Rolling Wave Planning

Rolling wave planning, sometimes called continuous planning or block planning, is a useful technique for longer duration projects where the statement of work (SOW) is likely to change. It is an incremental planning approach where near term work effort is planned in detail and future work effort is planned at a higher level, in a planning package, until more is known about the work scope requirements. These planning packages may be summary level planning packages (SLPPs) within the WBS or control account level planning packages. As the project progresses and more becomes known about the future work effort, the higher-level planning packages are converted to detailed plans as soon as possible maintaining a continuous planning horizon for near term work. Planning packages must have a period of performance and identify the likely resource requirements for the work effort (scope, schedule, and budget).

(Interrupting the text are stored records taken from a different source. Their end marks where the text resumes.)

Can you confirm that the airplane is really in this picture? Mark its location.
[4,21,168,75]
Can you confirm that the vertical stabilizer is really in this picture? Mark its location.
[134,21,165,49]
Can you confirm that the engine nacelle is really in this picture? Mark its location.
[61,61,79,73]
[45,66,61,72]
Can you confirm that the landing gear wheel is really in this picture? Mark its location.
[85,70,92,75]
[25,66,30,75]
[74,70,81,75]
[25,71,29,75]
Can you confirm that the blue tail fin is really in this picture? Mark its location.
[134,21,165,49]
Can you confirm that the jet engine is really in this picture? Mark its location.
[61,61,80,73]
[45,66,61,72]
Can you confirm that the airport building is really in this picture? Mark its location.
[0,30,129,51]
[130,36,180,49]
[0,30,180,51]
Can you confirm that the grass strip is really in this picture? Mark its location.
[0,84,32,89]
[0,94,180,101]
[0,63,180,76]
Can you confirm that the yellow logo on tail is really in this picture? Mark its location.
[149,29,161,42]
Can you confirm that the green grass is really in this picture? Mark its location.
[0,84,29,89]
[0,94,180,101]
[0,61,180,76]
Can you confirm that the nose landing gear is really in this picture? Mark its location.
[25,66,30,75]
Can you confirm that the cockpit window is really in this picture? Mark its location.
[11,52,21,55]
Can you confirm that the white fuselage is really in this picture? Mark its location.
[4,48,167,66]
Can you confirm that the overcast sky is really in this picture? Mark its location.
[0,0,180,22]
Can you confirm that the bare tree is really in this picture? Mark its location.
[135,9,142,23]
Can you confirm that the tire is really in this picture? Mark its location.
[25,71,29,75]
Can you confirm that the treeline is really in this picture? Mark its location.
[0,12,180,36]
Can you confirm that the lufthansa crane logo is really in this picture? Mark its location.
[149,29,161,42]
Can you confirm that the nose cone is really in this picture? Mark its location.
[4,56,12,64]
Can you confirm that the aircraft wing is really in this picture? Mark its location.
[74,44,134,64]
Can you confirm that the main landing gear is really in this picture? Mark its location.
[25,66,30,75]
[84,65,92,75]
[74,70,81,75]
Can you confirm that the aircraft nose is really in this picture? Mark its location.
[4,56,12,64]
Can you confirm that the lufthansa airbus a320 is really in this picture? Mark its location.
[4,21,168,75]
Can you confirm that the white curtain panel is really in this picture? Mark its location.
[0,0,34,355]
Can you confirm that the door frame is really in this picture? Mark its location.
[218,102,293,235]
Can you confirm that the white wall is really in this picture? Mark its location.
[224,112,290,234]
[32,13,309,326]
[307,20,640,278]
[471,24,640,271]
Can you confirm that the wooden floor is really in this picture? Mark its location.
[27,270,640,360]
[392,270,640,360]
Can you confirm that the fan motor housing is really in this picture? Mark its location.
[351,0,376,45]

Rolling wave planning helps to:

  • Reduce the time required to develop the schedule and budget plan for future work effort in situations where you don’t yet have the necessary information to define the detailed tasks.
  • Ensure you have scheduled the work and allocated the necessary budget for the future work scope. Budget allocations for future work effort should be specific to the work for which it is intended, time phased in alignment with the schedule activities, periodically reviewed for validity, and not used to perform other work scope. The intent is to prevent the situations where project personnel “borrow” the budget allocated for future work to complete current work effort.
  • Reduce the volume of budget baseline change requests (see Change Control Workflow Process). You maintain the planning package until you are ready to define the detailed tasks. When you know more about the work effort, you can convert the control account planning package to one or more work packages with an assigned earned value technique. Or, you convert a SLPP to one or more control accounts with subordinate work packages and planning packages.

A planning package must be converted to one or more control account level work packages (scope, schedule, and budget) with an assigned earned value technique before work begins. Your rolling wave planning process should strive to ensure work is detail planned as soon as it is practical depending on the nature of the work.